Let $$\tag{1} y^2=x^3+Ax+B $$ be an elliptic curve, $A, B$ are integers and $P$ is a point on the curve with rational coordinates. Is there always a point $Q$ such that $[2]Q=P$ such that the $x$-coordinate of $Q$ is rational?
The formula we get form doubling points, tells us coordinates of $Q$ depends on $a$ and the coordinates of $P$, if we put those values in the formula, we get the value of x coordinate of $Q$, and thus get $y$ coordinate of $Q$ from equation $(1)$, , we see from the forumula given below in image, x coordinate of $Q$ is always rational (Given that the x-coordinate of $P$ and $a$ are rational), is it correct? am I missing something ?
Here, $f(x)=y^2.$
Let $E$ be the elliptic curve $y^2=x^3-2x$. Then, one can easily show that $E(\mathbb{Q})\cong \mathbb{Z}/2\mathbb{Z}$, so that the only points on $E$ with rational coordinates are the point $\mathcal{O}$ at infinity and $P=(0,0)$. If there was a point $Q$ with rational coordinates such that $2Q=P$, then $4Q = 2(2Q)=2P=\mathcal{O}$, so the order of $Q$ would be $4$. However, that would imply a few contradictions (with the size of $E(\mathbb{Q})$, with the isomorphism type of the torsion subgroup, etc), so it is impossible, and no such point $Q$ can exist.

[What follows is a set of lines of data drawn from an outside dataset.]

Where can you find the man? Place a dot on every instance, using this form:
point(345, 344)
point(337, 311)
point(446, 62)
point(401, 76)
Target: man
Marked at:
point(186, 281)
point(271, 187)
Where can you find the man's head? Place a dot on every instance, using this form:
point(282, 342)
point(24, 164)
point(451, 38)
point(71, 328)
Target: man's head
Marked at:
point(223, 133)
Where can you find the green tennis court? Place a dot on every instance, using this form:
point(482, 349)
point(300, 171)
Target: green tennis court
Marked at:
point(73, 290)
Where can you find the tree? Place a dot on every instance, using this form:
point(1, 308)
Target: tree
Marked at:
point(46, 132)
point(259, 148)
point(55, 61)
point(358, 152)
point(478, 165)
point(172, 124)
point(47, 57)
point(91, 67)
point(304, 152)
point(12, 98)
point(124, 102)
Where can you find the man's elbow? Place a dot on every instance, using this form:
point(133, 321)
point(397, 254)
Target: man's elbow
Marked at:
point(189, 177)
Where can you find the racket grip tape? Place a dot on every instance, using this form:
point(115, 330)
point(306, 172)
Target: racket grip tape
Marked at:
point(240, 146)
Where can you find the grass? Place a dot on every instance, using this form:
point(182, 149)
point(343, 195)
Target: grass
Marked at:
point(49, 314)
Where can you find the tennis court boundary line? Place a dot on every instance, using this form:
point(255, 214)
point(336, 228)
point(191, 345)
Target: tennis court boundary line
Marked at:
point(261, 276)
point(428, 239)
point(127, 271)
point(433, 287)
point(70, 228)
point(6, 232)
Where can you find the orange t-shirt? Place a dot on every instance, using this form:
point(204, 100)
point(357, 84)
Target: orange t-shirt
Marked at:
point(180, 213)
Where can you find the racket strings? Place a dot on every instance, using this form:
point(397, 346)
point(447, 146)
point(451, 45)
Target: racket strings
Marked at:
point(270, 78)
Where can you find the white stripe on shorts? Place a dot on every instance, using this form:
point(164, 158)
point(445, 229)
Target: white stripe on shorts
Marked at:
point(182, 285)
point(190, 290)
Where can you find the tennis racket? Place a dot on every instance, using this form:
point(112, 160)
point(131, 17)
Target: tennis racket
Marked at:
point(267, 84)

Edit to add: the $x$-coordinates of the points of order $4$ on $E$ are given by the quotient of the $4$-division polynomial, by the $2$-division polynomial, which is $$(x^2 - 4x + 2)(x^2 + 2)(x^2 + 4x + 2),$$ and all three irreducible polynomial divisors over $\mathbb{Q}$ are of degree $2$, so no point $Q$ of order $4$ has an $x$-coordinate that is rational.